When you look at the stories of the great people of God in the Bible, many of them arrived at their greatness via the route of failure. Moses allowed his fear of public speaking to cause him to refuse God’s assignment for his life, to the point where he really tried God’s patience: “Then the Lord became angry with Moses. ‘All right,’ he said. ‘What about your brother, Aaron the Levite? I know he speaks well. And look! He is on his way to meet you now. He will be delighted to see you. Talk to him, and put the words in his mouth. I will be with both of you as you speak, and I will instruct you both in what to do. Aaron will be your spokesman to the people. He will be your mouthpiece, and you will stand in the place of God for him, telling him what to say.’” (Exodus 4. 14-16).
And what about Elijah? Even after his defeat of the prophets of Baal he allowed himself to be overcome by fear and fell into a deep depression (1 Kings 19). When Mordecai asked Esther to plead with the king for her people, she at first refused, fearing that she might be killed. It was only when Mordecai pointed out that unless she persuaded the king to change his mind she would be killed along with all her people anyway, that she submitted to Mordecai’s words and God’s plan for her life (Esther 4. 7-13).
Joseph confidently followed God’s will; once in Egypt, he didn’t put a foot wrong. And yet he had to go through unjust accusations, a long imprisonment and being forgotten by those he had helped until he saw the fulfilment of God’s promises for his life (Genesis 40). Hot-headed David would have wiped out all of Nabal’s family and incurred bloodguilt, if it hadn’t been for the pleading of a wise lady who dared to challenge him and cause him to turn back from the course he had set out on (1 Samuel 25).
Martha misunderstood the heart of following Jesus, and blamed her sister when she should have been following her example. Jesus had to correct her publicly, in front of her sister and the disciples (Luke 10. 38-42). Peter denied Jesus out of fear for his own life, and came to bitterly regret it (Matthew 26. 69 – 75). Paul made a mistake about the character of Mark, assuming that if he had blown it once, he could not be trusted. But Barnabas, whose name means son of encouragement, gently showed him that God had a better way. (Acts 15. 36-39)

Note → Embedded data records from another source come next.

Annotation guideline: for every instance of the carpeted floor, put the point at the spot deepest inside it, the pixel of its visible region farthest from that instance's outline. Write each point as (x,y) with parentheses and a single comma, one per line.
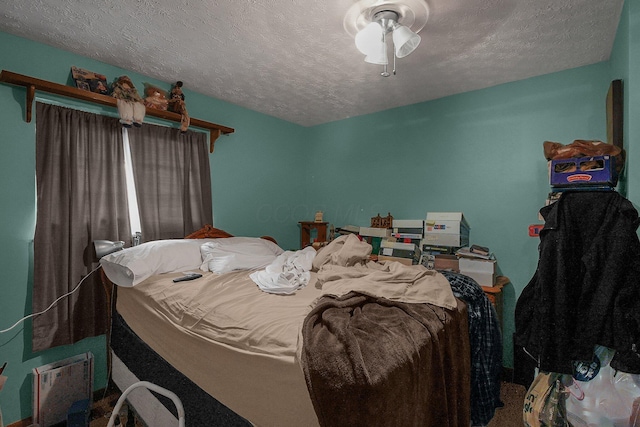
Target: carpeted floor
(510,415)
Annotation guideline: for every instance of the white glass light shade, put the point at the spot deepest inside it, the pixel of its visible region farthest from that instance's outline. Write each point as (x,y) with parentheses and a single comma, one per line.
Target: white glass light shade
(369,38)
(379,56)
(405,41)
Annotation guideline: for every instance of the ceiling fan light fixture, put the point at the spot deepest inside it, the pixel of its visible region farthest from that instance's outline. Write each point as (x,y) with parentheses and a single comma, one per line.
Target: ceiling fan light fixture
(405,41)
(368,39)
(370,21)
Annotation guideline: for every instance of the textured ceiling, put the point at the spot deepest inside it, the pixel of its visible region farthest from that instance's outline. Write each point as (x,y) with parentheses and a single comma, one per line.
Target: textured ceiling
(295,60)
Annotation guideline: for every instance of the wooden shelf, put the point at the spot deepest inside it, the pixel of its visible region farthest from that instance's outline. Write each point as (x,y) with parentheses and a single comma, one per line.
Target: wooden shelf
(32,84)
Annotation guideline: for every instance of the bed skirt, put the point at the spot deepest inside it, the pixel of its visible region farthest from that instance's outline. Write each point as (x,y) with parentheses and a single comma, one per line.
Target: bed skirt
(136,361)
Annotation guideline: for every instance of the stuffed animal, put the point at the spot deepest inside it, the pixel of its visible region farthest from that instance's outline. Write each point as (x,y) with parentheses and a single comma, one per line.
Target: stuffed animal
(155,97)
(177,105)
(129,103)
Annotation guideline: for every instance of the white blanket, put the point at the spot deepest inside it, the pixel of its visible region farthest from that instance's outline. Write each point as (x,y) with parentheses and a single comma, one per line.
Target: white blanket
(289,272)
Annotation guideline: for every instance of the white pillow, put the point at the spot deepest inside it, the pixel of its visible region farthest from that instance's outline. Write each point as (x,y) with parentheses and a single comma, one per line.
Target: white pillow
(133,265)
(238,253)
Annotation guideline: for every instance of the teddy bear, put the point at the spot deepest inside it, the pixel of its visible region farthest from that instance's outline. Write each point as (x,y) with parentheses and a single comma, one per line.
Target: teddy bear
(177,105)
(129,103)
(155,97)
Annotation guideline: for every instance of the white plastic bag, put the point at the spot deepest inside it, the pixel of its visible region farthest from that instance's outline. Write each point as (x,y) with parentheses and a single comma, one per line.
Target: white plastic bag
(608,395)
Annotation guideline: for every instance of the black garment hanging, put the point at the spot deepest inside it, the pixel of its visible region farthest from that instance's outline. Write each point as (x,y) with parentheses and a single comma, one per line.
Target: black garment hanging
(586,289)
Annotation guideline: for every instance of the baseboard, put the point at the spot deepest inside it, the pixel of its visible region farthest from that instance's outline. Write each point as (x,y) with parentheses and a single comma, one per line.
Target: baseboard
(507,374)
(97,395)
(22,423)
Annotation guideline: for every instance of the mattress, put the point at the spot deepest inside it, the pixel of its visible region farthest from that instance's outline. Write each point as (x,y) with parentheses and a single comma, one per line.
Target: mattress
(234,341)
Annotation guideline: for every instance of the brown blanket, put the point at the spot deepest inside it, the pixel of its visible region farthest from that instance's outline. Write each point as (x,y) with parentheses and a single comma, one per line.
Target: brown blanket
(369,361)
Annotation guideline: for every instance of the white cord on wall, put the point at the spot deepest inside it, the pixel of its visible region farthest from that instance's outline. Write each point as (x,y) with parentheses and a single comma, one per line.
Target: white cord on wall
(52,304)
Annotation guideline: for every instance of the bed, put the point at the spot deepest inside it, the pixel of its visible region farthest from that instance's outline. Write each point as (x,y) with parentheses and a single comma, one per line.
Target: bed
(352,342)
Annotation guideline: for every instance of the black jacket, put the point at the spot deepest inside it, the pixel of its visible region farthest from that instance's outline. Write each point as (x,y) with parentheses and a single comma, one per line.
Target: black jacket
(586,289)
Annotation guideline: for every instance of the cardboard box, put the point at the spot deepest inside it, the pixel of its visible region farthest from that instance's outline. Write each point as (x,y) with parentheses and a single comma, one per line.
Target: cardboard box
(412,254)
(57,386)
(375,232)
(480,270)
(446,229)
(583,171)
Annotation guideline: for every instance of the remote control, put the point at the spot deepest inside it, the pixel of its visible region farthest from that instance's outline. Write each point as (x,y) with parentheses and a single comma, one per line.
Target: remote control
(186,277)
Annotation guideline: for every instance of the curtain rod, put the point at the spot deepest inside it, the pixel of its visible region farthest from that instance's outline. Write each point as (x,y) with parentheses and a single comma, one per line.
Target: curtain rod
(32,84)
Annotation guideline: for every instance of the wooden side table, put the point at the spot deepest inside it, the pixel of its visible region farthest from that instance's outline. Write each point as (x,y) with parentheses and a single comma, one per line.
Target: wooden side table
(305,232)
(494,293)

Even Jesus had his own experience of failure, both in private and in public. He reached out in love to the rich young ruler, only to see him turn his back and walk away (Mark 10. 17-22). He preached in his home town and far from receiving a standing ovation, the crowd tried to kill him. (Luke 4. 16-30)
So if you have ever thought about starting some venture for God (see here for some suggestions if you’re stuck for ideas), but you’ve stepped back because you’ve thought, “I’m not good enough” or “What if I mess up and look a fool?” I would encourage you to think again. Many of the people we now honour as having served a vital role in God’s purposes arrived there via the route of failure. In some cases, God used them in spite of their failures; in other cases, the journey through failure was an essential part of their spiritual growth and character development.
What if God is challenging you to trust Him in spite of your self-doubt? What if He plans to intervene in your venture so it doesn’t fail? What if failure is one of the ways He intends to grow your character? Would you turn down the chance of being schooled by Him into someone who can make a difference and bring about change in the world? So I would encourage you to think again, dare to step out and see what God will do with you and through you.